05-11-07 by dugan
Insider tells us there are signs the spike in California is damping down. And in a few weeks, we might be paying "only" $3.35 a gallon. (We should be paying no more than $2.40: see argument below Insider’s post)
"During price spikes, the wholesale prices shoot up dramatically and the effect is that sometimes one firm or another will get too far ahead or behind the others within certain towns or marketing zones due to all the confusion. Reports from dealers show the companies are adjusting wholesales up and down in small increments within cities or zones. This leads me to believe the overall price is topping out on gasoline in California. The small adjustments usually mean the companies are aligning their prices locally within cities to match the competitors.

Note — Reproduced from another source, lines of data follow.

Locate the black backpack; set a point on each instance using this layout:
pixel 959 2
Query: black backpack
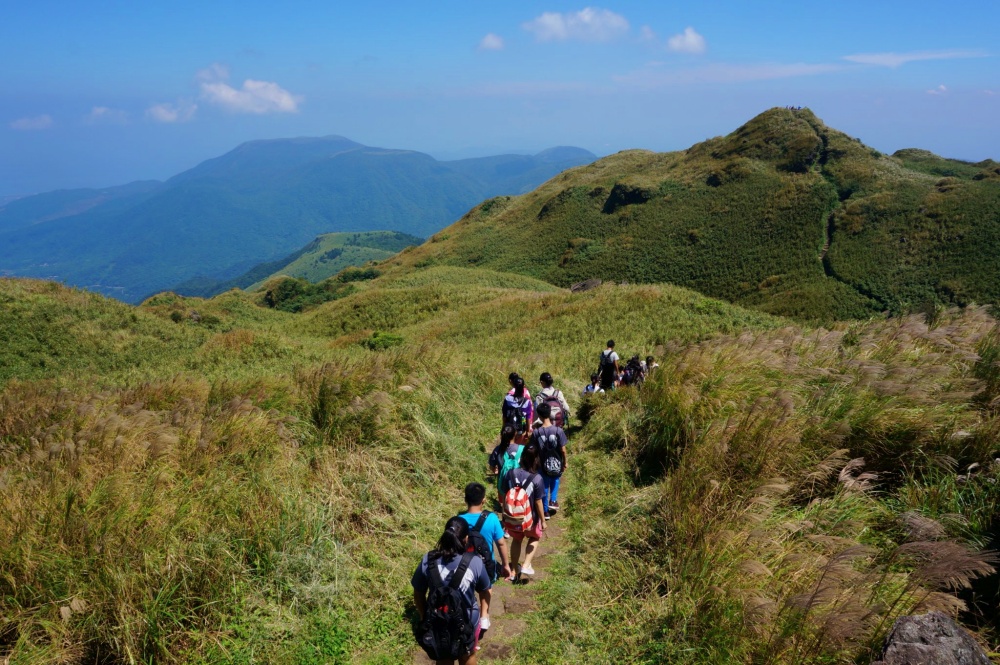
pixel 607 370
pixel 513 413
pixel 633 373
pixel 478 545
pixel 548 449
pixel 447 633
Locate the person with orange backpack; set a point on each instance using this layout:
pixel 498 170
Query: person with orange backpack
pixel 523 491
pixel 555 399
pixel 518 410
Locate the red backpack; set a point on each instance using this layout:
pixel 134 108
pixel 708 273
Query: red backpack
pixel 517 506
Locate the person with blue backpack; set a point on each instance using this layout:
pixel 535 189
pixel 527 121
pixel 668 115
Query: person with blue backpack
pixel 445 586
pixel 550 441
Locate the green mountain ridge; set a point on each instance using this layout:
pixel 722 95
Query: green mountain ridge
pixel 257 203
pixel 785 215
pixel 321 259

"I predict the price spike has peaked and prices will level off and then, fall from 5-10 cents over the next 2 weeks. We should sit about there until late June when the summer drive kicks in."

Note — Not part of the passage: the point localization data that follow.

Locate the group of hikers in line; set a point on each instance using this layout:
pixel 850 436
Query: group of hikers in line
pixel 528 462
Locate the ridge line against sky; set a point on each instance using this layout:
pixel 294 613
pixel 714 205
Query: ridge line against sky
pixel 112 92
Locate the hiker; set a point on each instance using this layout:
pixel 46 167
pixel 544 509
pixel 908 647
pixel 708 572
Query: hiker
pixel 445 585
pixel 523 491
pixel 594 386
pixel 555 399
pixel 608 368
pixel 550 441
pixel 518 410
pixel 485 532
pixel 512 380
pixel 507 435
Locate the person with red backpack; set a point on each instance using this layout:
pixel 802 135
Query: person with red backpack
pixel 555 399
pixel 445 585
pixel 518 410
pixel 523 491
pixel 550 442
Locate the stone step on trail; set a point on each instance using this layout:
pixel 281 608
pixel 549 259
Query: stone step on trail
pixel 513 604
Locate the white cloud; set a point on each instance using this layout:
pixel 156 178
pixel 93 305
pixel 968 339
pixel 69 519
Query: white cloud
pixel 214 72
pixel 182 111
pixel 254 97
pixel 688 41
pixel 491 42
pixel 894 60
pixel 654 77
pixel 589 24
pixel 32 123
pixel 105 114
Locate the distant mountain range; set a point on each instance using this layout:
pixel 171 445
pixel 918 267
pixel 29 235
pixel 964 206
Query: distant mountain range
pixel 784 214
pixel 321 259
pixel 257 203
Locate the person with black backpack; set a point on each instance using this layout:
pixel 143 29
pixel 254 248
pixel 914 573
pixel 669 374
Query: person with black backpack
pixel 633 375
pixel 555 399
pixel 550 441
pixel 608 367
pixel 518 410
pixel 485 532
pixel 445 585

Wow. $3.30 gasoline is the "new normal’? Here’s something to gnaw on: Last November, as prices bottomed out nationally at $2.20 a gallon during Election week, crude oil was about $60 a barrel. Now it’s $62 a barrel, about a 4.5 cent-a-gallon difference. That means prices of $2.25 nationally and, given the historic 15-cent difference, $2.40 in California, would be more like the real normal. Even then, we thought the price was high.